OpenTelemetry libraries should instrument incoming and outgoing HTTP requests automatically, so you get distributed tracing without any custom code.
Sometimes you want more than that - you might have CPU-intensive processing you want to record timing for, or multiple HTTP calls which you want to group and add extra details to.
For that you can explicitly record spans in code, which can greatly add to the meaningfulness of your traces.
OpenTelemetry tracing API specs - useful, but very low-level detail
Tags, logs and baggage - for recording additional detail in spans
Increasing Trace Cardinality with Activity Tags and Baggage - blog
We'll run the same demo app as in the Jaeger lab exercises:
Start all the containers:
docker-compose -f labs/custom-spans/compose.yml up -d
Browse to the web app at http://localhost:8070 and hit Go to load the document list.

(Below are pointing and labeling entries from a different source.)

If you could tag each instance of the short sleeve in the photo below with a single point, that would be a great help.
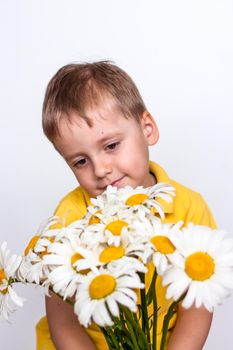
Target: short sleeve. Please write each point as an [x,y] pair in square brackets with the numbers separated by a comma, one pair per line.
[199,213]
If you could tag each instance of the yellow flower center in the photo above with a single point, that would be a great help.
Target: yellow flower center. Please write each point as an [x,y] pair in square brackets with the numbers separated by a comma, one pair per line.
[115,227]
[45,252]
[199,266]
[136,199]
[2,276]
[75,257]
[31,244]
[94,219]
[163,244]
[111,253]
[101,286]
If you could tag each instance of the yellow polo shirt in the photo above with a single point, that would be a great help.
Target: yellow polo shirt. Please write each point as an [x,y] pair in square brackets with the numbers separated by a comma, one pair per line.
[187,206]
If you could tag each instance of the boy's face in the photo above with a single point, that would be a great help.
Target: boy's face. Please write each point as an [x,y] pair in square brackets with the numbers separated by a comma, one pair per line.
[113,151]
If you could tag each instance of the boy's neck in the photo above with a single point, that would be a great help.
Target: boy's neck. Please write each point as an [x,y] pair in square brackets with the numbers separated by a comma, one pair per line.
[153,179]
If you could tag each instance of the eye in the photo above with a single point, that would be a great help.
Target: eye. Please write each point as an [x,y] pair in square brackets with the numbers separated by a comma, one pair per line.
[112,146]
[80,163]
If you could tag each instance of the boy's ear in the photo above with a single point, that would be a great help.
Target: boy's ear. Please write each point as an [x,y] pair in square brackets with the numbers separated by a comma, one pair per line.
[150,128]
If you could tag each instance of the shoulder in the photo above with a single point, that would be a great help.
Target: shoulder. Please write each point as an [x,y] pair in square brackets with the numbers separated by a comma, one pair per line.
[188,205]
[73,206]
[191,206]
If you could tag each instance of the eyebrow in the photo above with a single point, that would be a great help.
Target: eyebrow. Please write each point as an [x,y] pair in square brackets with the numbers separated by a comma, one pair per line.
[99,141]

📋 Find the trace for the document list operation - what additional spans do you see recorded?
In the Jaeger search UI find traces for all operations in the Fulfilment.Web
service. You'll see lots, but the one you want has 10 spans recorded.

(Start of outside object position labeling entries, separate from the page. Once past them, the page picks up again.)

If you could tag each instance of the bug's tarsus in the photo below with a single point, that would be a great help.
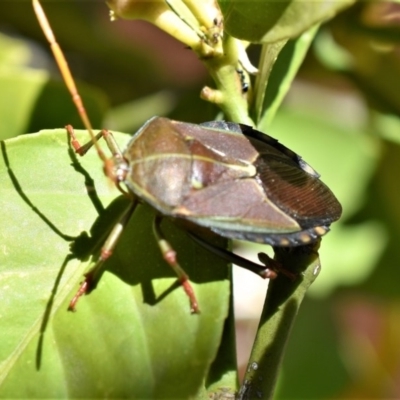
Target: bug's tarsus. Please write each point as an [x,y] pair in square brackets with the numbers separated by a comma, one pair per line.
[275,266]
[263,271]
[93,276]
[169,255]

Open that trace and you'll see the same HTTP spans we've seen in previous exercises, plus three named custom spans:
list-documents
- an internal span used to group the whole call chain
authz-check
- an internal span around the authorization service call which adds the user ID, authorization type and permission response as tags
document-api-call
- an internal span around the document service call which adds the API action as a tag
Custom spans are good for adding context to a call in your application. In the Jaeger lab solution we guessed the user ID and authorization check from the URL the web app uses - but this custom span takes away all the guesswork:
Tags are key-value pairs which add detail to the span. They are sent to Jaeger and stored, so you can search on them. They're not propagated to other spans - they add context to one span, not the whole trace.
The code to create custom spans is straightforward, with a similar syntax across different languages.

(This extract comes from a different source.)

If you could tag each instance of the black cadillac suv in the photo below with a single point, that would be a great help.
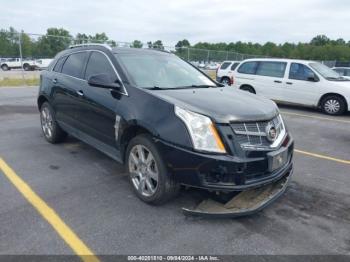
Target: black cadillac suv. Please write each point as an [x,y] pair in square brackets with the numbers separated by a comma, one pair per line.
[168,122]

In C# a new span is started from an ActivitySource
- you can see it in the GetDocuments
method of the ListDocumentService class:
apiSpan = _activitySource.StartActivity("document-api-call");
apiSpan.AddTag("span.kind", "internal")
.AddTag("action.type", $"{DocumentAction.List}");
When the span is created the API call happens inside a try block, and the span is closed in a finally block - ensuring the span is recorded even if there's a processing error.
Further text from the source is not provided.